Oliver Robbins, who as permanent secretary of the Foreign, Commonwealth and Development Office (FCDO) is its most senior civil servant, will visit China on “long-planned” government business.
The trip comes during the same week ministers are expected to face questions over whether they had a hand in the abandonment of charges against two men, including a former parliamentary researcher, accused of spying for Beijing. Christopher Cash and Christopher Berry, who had always maintained their innocence, now have no case to answer.
Conservative MPs will seek to haul ministers to parliament to explain the sequence of events that led to the collapse of the trial of Cash and Berry, which had been due to begin this week.
Downing Street has said there was no ministerial or official involvement in the case being pulled.

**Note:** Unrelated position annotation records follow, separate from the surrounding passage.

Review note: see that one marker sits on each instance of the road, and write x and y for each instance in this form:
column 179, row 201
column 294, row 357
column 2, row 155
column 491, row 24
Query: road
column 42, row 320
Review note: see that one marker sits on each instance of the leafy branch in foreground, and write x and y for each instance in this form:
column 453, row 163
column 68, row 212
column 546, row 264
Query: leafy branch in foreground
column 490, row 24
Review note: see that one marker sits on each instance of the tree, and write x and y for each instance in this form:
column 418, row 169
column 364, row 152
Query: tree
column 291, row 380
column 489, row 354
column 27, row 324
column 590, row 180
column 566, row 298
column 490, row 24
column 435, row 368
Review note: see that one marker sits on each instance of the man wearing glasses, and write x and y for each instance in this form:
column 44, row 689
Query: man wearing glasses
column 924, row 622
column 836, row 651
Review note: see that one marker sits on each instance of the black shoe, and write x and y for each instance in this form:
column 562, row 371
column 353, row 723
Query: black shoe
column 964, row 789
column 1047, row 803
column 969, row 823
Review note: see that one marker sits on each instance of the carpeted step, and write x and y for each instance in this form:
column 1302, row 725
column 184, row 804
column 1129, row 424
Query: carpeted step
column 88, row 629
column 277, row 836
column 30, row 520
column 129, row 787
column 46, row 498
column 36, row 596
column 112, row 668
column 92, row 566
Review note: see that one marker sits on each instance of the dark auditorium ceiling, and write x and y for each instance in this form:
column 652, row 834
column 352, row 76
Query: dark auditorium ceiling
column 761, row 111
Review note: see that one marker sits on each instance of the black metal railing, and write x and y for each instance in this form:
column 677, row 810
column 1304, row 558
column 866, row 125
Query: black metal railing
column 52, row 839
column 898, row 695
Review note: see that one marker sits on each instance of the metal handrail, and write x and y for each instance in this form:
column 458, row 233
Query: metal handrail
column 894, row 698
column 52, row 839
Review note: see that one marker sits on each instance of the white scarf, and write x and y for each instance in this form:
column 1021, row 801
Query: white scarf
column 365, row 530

But in an extraordinary disclosure Stephen Parkinson, the director of public prosecutions, said prosecutors were forced to drop the case after failing to obtain a witness statement from the government stating that China posed a “threat to the national security of the UK”.
Parkinson told MPs in a letter on Tuesday that “efforts were made over many months” to obtain this piece of evidence and that without it the case “could not succeed”, although legal experts have since cast doubt on whether it would have been necessary.
The developments have raised questions about the government’s diplomatic rapprochement with Beijing ahead of a crunch decision on whether to approve a proposal for a Chinese super-embassy in east London.
Robbins will become the latest senior government figure to travel to Beijing, after recent trips by Peter Kyle, the business secretary, for trade talks in September and Jonathan Powell, the national security adviser, for high-level meetings in July. Keir Starmer is expected to visit China early in the new year.
A UK government spokesperson said: “This visit has been long planned as part of the permanent undersecretary’s regular travel to the FCDO’s overseas network of embassies and high commissions. This follows the visit by the previous permanent undersecretary in April 2023.”
Robbins is reported to have attended a meeting in Whitehall in early September where Powell set out details of how the government’s evidence would not describe China as an “enemy”.
In order to prove the case under the Official Secrets Act, prosecutors would have had to show the defendants were acting for an “enemy”.
Parkinson told MPs that the case law had changed in July, after the trial of six Bulgarians accused of spying for Russia, and implied that the enemy requirement had become more stringent. Some legal experts argue that the bar for prosecution has in fact been lowered.
Starmer has argued that the case against Cash and Berry rested on the Conservative government’s approach towards China, saying that the alleged offences took place in 2022 and early 2023. “You have to prosecute people on the basis of the circumstances at the time of the alleged offence, and so all the focus needs to be on the policy of the Tory government in place then,” the prime minister told reporters this week.
Philip Barton, the last permanent secretary in the Foreign Office, visited Beijing in the spring of 2023 for meetings with senior figures including Liu Jianchao, the head of the Chinese Communist party’s powerful international department.
Liu last visited London in June for meetings with MPs and ministers including the then foreign secretary David Lammy, but was reportedly detained by Chinese authorities shortly after his return. He has been replaced in his role by Liu Haixing.